Newport Beach is not exactly Huckabee's scene. To put it mildly. As one of the poshest communities in America, it's a poor fit, in theory, for a Southern-fried Arkansan whose mother grew up with dirt floors and whose father never finished high school. "You're pretty sophisticated out here," he noted. (Eat your heart out, Ryan Atwood.) But when Huck arrived this morning in California for tonight's debate at the Reagan Library--he was the first candidate in town--he went straight for the low-slung Newport ranch of Buck and Colleen Johns. Why? Money. A country combo called the Coldcuts may have been playing Garth Brooks' "Friends in Low Places," but today, at least, Huckabee was aiming a little higher up the ladder.

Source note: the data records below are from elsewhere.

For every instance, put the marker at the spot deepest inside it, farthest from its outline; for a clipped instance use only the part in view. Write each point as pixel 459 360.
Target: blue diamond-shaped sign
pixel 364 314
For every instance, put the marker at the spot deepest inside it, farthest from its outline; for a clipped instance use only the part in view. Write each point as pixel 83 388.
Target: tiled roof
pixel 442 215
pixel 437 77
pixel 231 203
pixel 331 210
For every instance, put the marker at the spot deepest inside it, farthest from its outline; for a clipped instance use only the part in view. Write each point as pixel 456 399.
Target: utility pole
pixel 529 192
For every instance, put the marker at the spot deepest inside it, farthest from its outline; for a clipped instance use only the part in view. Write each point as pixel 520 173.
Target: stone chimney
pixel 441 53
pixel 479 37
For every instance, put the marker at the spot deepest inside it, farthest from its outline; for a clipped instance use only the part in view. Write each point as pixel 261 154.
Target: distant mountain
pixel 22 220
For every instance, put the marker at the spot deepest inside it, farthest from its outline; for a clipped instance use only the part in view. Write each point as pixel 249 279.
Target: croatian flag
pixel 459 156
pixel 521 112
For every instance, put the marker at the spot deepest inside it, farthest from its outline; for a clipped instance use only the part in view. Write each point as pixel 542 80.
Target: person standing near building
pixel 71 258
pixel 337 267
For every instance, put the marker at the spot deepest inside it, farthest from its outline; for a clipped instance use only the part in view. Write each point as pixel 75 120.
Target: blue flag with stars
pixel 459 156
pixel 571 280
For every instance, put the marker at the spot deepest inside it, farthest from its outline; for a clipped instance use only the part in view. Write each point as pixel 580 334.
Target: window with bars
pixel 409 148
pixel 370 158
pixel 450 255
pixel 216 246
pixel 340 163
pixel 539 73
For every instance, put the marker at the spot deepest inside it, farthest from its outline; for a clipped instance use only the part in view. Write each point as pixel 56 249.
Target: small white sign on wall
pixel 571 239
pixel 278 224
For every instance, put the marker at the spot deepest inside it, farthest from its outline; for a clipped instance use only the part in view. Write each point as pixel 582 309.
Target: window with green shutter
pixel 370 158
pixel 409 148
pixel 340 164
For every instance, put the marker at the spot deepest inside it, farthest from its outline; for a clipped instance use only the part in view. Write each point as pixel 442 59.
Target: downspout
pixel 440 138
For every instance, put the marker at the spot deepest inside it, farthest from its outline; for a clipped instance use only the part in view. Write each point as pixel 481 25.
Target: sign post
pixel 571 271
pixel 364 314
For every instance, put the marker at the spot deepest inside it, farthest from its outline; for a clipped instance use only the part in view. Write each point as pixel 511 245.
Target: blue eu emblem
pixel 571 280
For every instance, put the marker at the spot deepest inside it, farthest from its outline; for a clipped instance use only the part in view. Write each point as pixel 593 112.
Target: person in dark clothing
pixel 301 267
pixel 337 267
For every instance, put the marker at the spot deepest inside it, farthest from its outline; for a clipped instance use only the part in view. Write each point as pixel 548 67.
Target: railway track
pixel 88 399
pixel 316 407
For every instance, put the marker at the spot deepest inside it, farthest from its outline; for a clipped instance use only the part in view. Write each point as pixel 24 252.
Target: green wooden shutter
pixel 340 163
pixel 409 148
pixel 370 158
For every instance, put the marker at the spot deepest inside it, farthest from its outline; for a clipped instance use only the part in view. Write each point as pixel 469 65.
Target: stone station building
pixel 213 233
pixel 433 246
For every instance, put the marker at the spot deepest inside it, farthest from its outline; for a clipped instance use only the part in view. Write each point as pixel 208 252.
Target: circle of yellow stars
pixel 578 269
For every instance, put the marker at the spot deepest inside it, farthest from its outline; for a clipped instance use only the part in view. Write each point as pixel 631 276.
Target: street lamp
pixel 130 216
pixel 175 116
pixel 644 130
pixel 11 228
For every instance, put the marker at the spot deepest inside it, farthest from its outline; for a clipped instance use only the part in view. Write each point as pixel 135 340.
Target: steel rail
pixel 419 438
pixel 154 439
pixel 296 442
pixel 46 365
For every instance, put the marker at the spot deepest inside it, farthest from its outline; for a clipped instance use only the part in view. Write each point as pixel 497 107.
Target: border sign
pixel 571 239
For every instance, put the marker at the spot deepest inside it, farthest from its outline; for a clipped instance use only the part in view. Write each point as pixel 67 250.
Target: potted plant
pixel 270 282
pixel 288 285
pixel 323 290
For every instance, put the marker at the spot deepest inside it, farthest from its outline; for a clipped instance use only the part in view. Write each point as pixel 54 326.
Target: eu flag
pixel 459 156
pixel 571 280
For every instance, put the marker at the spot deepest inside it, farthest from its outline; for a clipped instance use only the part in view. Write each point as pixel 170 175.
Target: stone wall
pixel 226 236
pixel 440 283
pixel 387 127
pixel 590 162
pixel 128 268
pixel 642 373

Good thing Huck is a consummate chameleon on the stump. I've seen him sermonize at Baptist churches, rock out on college campuses and crack wise on late-night television, but this morning he relished a new role: heir to Ronald Reagan. "Reagan's an icon nowadays, but people forget that, back then, he bucked the establishment," said Huckabee, drawing the connection between the Gipper's rise and his own. "The elitists on the East Coast didn't have use for him. But he was speaking out in a way that attracted new folks to the party."  The approach makes perfect sense. A bastion since the 1960s of movement conservatism, Orange County propelled Barry Goldwater to the 1964 GOP nomination and later fueled Reagan's 1976 and 1980 runs. Aware of the area's history, Huckabee sought to calm fears that his economic populism led to higher taxes and bigger bureaucracy in Arkansas, reassuring attendees that he's a "real conservative" who  "want[s] government to get out of the way of the free market." Even the values-voter section of his stump speech was altered for the country-club crowd. "Strong families are not just a social-issue but an economic issue," he said. "They're very expensive to the rest of the taxpayers."  

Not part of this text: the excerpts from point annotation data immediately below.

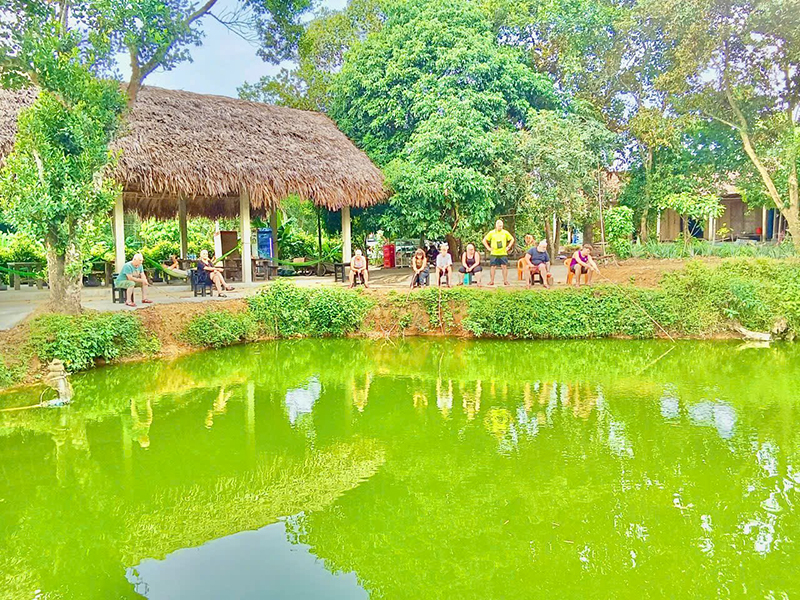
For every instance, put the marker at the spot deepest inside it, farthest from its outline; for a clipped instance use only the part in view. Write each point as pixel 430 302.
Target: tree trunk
pixel 65 277
pixel 643 234
pixel 454 244
pixel 552 237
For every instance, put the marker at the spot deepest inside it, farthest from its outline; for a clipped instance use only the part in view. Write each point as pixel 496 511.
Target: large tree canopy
pixel 434 99
pixel 738 63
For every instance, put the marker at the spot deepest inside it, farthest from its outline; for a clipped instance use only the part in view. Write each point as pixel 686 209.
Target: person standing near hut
pixel 419 265
pixel 444 265
pixel 131 276
pixel 498 242
pixel 207 272
pixel 359 268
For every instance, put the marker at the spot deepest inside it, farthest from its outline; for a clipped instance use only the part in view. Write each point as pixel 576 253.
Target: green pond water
pixel 418 469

The pitch went over well enough. As dolled-up guests mingled in a tent outside his low-slung ranch home, Buck Johns announced that the fundraiser had netted more than $100,000, which should provide a small boost to Huckabee's perennially cash-strapped campaign. But even donors worried that Huckabee doesn't have the money or momentum necessary to compete with McCain and Romney in the Super Tuesday bonanza. "It's in God's hands now," shrugged John Lewis, a 33-year-old real estate broker from nearby Walnut. As always, Huckabee had a good line ready. "We're not only in play but poised to win," he said, "in Georgia, Alabama, Tennessee, Arkansas, Oklahoma, Missouri, West Virginia and Montana."

A stretch? Sure. But you get what you pay for.